The Oregonian/OregonLive and Catena Publishing, parent company of LegalSportsReport, appealed the lottery’s decision to the state Department of Justice. The agency sided with the media outlets and said the lottery must release the document.

At that point, the lottery notified SBTech that it would release the entire contract. But SBTech continued to fight. It filed its wide-ranging lawsuit on Jan. 10. Among the defendants is Pack, the head of the state lottery and one of SBTech’s most ardent supporters.

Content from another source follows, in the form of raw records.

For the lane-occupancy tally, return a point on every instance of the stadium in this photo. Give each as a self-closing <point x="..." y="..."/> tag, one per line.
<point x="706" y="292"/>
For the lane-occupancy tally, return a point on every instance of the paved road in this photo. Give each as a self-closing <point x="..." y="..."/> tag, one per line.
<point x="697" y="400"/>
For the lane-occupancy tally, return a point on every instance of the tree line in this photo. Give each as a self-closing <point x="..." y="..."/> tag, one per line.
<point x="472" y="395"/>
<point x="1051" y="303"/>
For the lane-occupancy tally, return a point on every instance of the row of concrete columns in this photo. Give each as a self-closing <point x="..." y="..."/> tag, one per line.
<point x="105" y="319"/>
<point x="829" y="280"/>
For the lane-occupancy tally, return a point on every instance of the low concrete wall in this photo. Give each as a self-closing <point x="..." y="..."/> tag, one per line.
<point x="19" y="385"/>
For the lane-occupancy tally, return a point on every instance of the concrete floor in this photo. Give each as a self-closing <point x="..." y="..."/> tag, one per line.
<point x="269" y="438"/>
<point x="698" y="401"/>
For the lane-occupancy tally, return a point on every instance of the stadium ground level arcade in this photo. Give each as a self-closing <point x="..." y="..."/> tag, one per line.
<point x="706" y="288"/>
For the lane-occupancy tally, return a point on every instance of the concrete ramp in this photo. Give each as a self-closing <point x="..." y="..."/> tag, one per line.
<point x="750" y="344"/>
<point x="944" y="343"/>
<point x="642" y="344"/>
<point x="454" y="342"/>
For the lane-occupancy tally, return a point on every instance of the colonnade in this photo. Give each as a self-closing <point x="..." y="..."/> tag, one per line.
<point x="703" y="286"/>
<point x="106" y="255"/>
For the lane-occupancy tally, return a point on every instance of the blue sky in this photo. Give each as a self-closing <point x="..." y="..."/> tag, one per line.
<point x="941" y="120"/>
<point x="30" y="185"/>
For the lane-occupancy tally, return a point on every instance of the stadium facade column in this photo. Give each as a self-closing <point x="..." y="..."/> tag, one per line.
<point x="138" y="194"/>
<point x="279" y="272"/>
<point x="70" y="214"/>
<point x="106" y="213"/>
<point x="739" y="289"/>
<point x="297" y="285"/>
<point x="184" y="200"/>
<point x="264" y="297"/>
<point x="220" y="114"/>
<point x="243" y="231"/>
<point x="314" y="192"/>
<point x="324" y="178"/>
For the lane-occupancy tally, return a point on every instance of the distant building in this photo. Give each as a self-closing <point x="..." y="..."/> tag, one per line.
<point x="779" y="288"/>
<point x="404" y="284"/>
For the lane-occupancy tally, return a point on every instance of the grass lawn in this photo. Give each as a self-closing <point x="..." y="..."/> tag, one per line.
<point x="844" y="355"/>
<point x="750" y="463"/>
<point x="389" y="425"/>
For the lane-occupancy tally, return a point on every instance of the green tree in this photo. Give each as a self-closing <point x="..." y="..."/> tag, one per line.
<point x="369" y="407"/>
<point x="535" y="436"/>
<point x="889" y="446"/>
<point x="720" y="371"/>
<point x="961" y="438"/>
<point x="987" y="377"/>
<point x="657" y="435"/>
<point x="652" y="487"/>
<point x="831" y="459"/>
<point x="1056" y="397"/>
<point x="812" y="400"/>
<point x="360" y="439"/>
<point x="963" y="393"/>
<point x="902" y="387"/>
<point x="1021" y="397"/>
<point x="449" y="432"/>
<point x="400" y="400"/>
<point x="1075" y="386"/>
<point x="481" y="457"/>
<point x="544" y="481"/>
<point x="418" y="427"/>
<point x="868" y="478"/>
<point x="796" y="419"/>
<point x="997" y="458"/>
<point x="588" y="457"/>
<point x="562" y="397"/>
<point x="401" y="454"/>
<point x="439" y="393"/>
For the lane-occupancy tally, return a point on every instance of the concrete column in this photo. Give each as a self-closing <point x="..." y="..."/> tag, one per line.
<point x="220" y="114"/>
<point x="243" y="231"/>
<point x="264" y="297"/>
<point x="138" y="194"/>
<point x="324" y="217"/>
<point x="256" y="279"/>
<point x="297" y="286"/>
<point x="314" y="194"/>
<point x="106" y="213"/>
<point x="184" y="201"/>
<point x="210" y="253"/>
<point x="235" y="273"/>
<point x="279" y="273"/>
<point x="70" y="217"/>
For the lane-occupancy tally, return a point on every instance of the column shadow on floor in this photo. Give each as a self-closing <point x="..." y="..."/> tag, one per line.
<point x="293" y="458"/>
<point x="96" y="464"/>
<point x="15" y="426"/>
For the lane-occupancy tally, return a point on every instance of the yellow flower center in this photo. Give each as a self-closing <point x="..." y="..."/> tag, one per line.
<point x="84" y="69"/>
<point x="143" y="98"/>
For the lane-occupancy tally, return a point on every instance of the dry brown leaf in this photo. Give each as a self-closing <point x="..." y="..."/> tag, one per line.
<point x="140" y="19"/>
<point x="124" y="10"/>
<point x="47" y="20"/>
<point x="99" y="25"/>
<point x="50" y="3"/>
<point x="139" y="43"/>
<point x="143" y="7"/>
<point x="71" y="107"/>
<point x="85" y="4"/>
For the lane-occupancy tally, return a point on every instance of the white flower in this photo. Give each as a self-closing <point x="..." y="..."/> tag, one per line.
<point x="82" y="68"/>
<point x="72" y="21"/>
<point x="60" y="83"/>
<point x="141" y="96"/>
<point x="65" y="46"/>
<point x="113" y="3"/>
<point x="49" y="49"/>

For reporters, the lottery’s refusal to release details of the SBTech agreement has been mystifying. Eric Ramsey, a long-time gaming industry reporter for LegalSportsReport, said he’s routinely gotten similar information from other states.

“I’ve never seen anything like this,” Ramsey said. “It really set off alarm bells. It should not be this difficult to get an accounting of where these dollars are going.”

The lottery hired SBTech to run its new sports betting game. The company was always a bit of a mystery. While based in Malta, it also has connections to the Isle of Man, both notorious tax havens. Most of SBTech’s operations are in Bulgaria.

Oregon was one of its first clients in the U.S.

Critics alleged SBTech should be disqualified from the Oregon contract because it ran sports betting operations in countries that had banned gambling.

The lottery went ahead and hired SBTech. Together they started up Scoreboard, the lottery’s sports betting operation, in October.

Before SBTech was hired, Investigators for the Oregon State Police conducted a review of the company. They traveled to Bulgaria as part of ithat review. Later, OSP investigators presented the lottery with their findings.

The Oregonian/OregonLive requested copies of that document at the same time it requested copies of the SBTech contract. The lottery has not provided that document either.